9. Depression: The Musical
Written by singer-songwriter Marianne Pillsbury, the memoir-musical breakout hit from last month’s annual New York International Fringe Festival was mostly about the eponymous malady, but also includes more than a few nods to Pillsbury’s addictions. “Have you tried binge drinking, over-eating or casual sex?” asks one of the doo-wop background singers during an ad for a fake antidepressant called Perfecta.
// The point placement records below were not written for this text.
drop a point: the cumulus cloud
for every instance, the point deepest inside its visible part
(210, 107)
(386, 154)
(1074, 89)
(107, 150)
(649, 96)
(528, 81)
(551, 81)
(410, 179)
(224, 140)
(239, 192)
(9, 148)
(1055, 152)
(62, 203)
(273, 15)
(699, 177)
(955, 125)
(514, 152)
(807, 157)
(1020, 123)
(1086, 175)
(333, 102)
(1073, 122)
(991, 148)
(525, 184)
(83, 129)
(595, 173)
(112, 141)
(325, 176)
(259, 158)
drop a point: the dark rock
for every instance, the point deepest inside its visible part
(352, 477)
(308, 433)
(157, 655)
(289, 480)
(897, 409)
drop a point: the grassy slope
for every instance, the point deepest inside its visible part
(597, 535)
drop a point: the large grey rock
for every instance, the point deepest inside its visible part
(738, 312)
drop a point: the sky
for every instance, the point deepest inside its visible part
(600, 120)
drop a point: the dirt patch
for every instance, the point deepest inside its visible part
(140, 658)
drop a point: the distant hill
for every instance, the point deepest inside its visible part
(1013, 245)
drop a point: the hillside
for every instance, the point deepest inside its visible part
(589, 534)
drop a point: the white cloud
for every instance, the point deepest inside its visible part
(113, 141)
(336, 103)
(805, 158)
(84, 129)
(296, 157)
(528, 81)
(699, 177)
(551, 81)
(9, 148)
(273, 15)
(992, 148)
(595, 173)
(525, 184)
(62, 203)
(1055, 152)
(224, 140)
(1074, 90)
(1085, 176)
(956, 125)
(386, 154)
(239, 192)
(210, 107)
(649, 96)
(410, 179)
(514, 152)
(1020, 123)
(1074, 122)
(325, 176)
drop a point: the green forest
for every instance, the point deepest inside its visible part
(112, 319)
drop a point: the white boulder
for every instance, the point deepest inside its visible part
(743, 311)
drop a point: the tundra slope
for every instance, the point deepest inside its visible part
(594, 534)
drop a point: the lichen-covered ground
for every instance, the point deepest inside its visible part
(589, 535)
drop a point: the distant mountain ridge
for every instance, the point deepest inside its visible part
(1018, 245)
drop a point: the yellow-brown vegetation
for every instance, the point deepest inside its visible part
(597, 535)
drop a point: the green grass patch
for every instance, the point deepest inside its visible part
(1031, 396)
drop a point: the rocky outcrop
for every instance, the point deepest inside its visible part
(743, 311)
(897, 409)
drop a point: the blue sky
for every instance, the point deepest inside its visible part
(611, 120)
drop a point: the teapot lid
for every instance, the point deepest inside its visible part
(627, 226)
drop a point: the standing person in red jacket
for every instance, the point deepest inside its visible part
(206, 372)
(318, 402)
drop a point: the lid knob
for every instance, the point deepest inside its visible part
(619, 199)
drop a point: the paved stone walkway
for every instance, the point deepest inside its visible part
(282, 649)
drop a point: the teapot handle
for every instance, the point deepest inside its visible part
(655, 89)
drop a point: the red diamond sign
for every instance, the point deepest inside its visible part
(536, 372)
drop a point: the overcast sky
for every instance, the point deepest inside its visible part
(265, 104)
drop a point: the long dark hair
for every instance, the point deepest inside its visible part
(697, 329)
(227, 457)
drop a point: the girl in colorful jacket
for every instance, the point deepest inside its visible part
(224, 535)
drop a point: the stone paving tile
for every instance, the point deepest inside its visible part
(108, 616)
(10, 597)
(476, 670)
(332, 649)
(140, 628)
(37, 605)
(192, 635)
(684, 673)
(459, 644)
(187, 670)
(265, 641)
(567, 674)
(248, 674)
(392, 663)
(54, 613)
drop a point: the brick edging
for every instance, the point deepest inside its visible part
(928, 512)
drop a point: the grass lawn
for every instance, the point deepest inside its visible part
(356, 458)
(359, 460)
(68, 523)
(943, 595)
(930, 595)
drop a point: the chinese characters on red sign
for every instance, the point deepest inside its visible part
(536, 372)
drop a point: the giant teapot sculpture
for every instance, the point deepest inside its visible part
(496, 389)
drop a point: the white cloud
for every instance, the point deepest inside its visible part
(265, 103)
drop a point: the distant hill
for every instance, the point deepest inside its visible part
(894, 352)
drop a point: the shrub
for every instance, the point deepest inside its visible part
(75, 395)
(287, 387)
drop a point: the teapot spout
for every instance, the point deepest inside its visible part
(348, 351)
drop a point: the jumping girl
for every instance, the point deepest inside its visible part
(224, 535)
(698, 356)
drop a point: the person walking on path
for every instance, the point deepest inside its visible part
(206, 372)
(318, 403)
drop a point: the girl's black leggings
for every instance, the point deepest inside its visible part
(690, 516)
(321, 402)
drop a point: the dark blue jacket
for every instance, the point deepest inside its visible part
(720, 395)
Throughout the musical, Pillsbury, who plays herself, often mentions her struggles with alcohol and her experiences in AA. After getting sober, she realizes that her melancholy wasn’t entirely due to her drinking and is forced to face her depression head-on. Bummer! One of the catchiest tunes of the pop-rock lot is “Medicated,” which hilariously—and quite aptly—skewers our psychopharmacology-obsessed culture. Depression: The Musical will be back again—and just as saucy—in New York this fall.
10. The New Yorkers
Last on our list of favorites is the oldest, a 1930 musical that Cole Porter, one of Broadway’s greatest composers and songwriters, created specifically for Jimmy Durante, the versatile vaudevillian who won enduring stage and screen stardom. This rarely performed gem revolves around a Manhattan socialite and her love affair with the owner of an illegal nightclub during Prohibition, so booze is a major theme. Most memorable of the numerous songs about alcohol is “Say It With Gin,” which advises lovelorn young men to eschew candy and flowers in favor of “Gordon’s and Gilbey’s and High and Dry and Plymouth.” (That way, the song goes, the object of your affection is “guaranteed” to end up “under the table.”) The New Yorkers, with its gangster anti-heroes and Jazz Age hijinks, provides similar thrills as Guys and Dolls, with the added bonus of some of Porter’s most infectious tunes. It biggest number, “Love for Sale,” even earned the distinction of being banned from radio because it was about prostitution.